TMMOB Çevre Mühendisleri Odası üyeleri olarak tüm meslektaşlarımızla beraber, ekolojik yıkımlara HAYIR dedik ve demeye de devam edeceğiz. Zaman herkese haklı olduğumuzu göstermekteyken bugün gündemde olan ''mesleğimize yönelik saldırıların'' yıkım projelerinin kolaylaştırılması adına planlandığını biliyoruz.
Mesleğimizi, eğitimimizi, diplomamızı yok sayan tüm düzenlemeleri şimdiden ve topyekûn reddediyoruz!

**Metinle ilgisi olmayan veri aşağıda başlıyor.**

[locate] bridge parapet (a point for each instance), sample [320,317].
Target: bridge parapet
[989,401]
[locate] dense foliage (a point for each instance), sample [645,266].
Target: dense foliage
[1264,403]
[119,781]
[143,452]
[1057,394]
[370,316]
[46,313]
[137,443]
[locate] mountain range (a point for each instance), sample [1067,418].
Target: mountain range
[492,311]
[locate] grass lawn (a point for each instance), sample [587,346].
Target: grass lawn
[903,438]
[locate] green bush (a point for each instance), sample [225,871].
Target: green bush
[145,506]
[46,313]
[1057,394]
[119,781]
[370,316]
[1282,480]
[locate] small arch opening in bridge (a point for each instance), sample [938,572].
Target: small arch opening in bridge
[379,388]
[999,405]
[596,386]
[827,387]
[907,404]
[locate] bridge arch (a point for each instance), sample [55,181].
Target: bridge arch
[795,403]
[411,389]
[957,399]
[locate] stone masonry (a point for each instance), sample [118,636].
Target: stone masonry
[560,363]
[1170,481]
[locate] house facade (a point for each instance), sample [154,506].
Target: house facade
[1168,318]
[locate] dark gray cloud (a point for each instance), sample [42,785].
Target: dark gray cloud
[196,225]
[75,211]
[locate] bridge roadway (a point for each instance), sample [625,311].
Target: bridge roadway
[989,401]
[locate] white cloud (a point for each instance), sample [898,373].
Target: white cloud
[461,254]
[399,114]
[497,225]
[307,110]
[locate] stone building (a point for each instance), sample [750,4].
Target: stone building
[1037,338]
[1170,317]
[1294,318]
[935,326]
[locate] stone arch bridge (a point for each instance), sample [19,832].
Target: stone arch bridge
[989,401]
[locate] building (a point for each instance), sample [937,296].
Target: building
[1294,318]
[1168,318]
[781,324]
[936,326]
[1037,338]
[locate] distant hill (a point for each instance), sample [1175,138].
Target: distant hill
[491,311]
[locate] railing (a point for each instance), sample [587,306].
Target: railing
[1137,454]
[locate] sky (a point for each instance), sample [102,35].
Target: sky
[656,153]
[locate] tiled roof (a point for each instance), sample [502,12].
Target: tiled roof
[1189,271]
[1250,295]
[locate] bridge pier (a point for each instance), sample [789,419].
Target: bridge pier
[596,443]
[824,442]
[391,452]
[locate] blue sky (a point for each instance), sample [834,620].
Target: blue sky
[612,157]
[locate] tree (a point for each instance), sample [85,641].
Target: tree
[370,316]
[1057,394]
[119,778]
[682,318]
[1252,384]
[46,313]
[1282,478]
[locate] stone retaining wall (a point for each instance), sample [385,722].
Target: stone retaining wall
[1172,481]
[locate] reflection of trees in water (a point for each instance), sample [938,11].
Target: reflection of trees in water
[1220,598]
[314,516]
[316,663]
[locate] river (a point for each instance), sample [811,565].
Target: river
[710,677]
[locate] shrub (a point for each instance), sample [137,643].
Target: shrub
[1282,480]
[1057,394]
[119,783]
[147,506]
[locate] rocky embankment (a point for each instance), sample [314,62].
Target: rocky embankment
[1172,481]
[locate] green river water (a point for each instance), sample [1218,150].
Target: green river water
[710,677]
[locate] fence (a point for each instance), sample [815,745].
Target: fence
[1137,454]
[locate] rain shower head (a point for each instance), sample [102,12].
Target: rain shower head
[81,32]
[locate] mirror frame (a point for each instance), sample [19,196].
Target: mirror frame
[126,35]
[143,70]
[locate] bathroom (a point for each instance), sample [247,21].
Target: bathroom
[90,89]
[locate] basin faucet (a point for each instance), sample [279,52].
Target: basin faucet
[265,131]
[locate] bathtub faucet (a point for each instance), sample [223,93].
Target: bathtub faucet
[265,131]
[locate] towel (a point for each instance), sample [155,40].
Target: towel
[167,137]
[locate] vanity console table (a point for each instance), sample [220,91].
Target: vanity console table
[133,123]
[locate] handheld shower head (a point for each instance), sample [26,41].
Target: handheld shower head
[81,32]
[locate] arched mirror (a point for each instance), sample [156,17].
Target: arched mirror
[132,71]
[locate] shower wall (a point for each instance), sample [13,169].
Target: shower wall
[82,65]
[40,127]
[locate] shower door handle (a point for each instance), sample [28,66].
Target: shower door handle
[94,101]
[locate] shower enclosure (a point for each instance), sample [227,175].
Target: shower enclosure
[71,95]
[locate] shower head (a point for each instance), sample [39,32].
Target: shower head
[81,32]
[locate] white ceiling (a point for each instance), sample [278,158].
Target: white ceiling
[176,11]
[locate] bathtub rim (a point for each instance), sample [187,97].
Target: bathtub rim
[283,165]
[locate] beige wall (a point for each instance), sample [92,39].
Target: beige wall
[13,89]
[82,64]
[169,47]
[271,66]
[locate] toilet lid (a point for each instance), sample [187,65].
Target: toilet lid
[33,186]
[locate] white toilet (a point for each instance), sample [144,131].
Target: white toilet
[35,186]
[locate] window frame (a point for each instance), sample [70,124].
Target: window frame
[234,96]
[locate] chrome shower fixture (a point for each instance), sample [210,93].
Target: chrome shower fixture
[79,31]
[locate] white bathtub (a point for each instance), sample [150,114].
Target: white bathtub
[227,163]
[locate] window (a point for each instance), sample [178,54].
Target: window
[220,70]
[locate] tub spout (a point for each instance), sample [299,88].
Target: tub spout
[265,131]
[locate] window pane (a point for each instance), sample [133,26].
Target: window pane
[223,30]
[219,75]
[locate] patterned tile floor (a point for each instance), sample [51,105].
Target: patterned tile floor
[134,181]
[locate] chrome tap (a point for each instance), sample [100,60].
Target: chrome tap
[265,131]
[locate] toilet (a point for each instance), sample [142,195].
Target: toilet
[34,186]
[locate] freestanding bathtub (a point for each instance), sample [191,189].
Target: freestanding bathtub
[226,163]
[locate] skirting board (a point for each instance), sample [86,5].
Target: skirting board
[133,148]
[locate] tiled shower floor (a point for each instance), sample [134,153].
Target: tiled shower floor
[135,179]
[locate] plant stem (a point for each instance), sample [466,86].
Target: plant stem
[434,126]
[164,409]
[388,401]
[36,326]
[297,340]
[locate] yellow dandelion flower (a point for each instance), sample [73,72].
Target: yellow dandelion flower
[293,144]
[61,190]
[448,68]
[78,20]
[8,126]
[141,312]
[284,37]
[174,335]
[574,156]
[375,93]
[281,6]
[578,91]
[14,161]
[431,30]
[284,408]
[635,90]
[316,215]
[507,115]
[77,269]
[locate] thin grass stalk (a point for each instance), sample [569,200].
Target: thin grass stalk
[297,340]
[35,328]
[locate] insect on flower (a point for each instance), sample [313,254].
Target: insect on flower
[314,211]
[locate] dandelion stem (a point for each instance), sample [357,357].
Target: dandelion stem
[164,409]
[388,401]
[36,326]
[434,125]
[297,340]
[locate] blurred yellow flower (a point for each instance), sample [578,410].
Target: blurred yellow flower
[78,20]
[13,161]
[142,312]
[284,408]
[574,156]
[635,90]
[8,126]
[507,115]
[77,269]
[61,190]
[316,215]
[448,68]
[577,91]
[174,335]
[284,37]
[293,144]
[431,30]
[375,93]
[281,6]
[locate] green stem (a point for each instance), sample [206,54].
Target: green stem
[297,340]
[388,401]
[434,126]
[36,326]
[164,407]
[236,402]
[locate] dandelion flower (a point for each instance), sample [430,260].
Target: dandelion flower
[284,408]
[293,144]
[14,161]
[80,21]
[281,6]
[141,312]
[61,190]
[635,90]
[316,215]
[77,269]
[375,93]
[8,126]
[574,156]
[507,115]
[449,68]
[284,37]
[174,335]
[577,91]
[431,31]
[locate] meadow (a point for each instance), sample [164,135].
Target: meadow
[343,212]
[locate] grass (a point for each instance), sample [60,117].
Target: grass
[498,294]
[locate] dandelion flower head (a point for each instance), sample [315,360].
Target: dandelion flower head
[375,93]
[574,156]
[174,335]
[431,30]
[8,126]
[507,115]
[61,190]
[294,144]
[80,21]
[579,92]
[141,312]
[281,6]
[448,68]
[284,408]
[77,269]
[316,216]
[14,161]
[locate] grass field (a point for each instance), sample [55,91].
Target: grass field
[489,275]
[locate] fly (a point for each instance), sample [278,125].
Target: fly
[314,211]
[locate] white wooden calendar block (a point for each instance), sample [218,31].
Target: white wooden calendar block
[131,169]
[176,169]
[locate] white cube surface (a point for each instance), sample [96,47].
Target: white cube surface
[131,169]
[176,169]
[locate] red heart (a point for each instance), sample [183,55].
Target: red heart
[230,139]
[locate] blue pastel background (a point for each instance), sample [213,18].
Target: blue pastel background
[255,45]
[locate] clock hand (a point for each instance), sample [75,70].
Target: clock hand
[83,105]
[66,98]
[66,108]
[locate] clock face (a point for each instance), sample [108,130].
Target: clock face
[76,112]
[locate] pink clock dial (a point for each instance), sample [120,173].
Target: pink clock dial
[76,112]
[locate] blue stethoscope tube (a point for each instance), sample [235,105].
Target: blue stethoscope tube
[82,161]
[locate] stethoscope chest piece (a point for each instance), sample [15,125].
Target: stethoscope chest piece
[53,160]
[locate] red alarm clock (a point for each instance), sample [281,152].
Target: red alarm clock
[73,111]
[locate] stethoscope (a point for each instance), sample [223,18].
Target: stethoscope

Eğitim ve belge ticareti ile çevre mühendislerinin 4 yıllık lisans eğitiminin ve diplomasının yok sayılmasına,
Çevre mühendislerinin yetkinliğinin ve yetki alanlarının muğlaklaştırılarak neredeyse her mühendislik disiplini, bilim dalı ya da meslek grubu tarafından yapılabilecek bir iş olarak sunulmasına,
Çevre mühendisliğinin mesleki bağlamının çeşitli unvanlar adı altında evrak memurluğuna indirgenmesine,
Her bir Çevre Mühendisinin mesleki hakları bir yana, bireysel haklarını dahi zedeleyen hak ihlallerine maruz kalmasına,
Adında Çevre olan ve Çevre Mühendisliğini ilgilendiren bir taslak hazırlanırken ilgili kurum kuruluş, meslek örgütü, sivil toplum kuruluşu vb. görüşleri alınmadan, yasal prosedürler dahi yerine getirilmeden hazırlanan taslaklara,
Proje ürettikleri alanda daha önce çalışmamış ve liyakati belirsiz kadrolarca hazırlanan, çevre yönetimi ile ilgili ne çevre mühendislerinin, ne danışmanlık firmalarının ne de işletmelerin kronik sorunlarına çözüm sunan yönetmelik değişikliklerine,
Mevzuattaki eksikliklerin, Bakanlık merkez ve taşra teşkilatı arasındaki iletişim sorununun, kadro ve denetim sayılarının yetersizliği ile uygulamada karşılaşılan birçok sorunun kaynağının danışmanlık firmaları ve sahada çalışan meslektaşlarımıza indirgenmesine,
Çevre mühendisliği mesleğinin doğası gereği birçok iş kolunun faaliyetini gerçekleştirmesinde ana aktörlerden biri olması gerekirken, içinde çevre mühendisi bulunmayan çevre yönetim hizmetleri kurgulanmasına,
Mesleğimizin ana çalışma konuları ile ilgili yasal çerçeveyi çizerken çevre mühendislerinin sistemden dışarı atılarak yerlerini "uzman" ve "görevli" lere bırakan anlayışa,
Mesleğimize dair kaygıları içeren, çözüm önerisi sunabilecek kişi veya kurumların, yapıcı ve olumlu olabilecek en ufak görüş, öneri ya da eleştirilere gözlerin kör, kulakların sağır kapıların ise kapalı olmasına,
Tüm bu süreçlerde üniversitelerde kendi verdikleri çevre mühendisliği eğitiminin içeriğini yetersiz bularak, Bakanlık tarafından "yeterli"(!) görülerek söz konusu taslakların hazırlanmasında başrol oynayan akademisyenlere,
Tüm bu süreçlerde üniversitelerde kendi verdikleri çevre mühendisliği eğitiminin içeriğini yetersiz bularak, çevre mühendisleri için sertifikasyon eğitimleri öneren akademisyenlere, sertifika eğitimleri düzenlenmesine toptan karşı çıkıyor ve;
ARTIK YETER DİYORUZ!
Diplomamız yeterliliğimizdir!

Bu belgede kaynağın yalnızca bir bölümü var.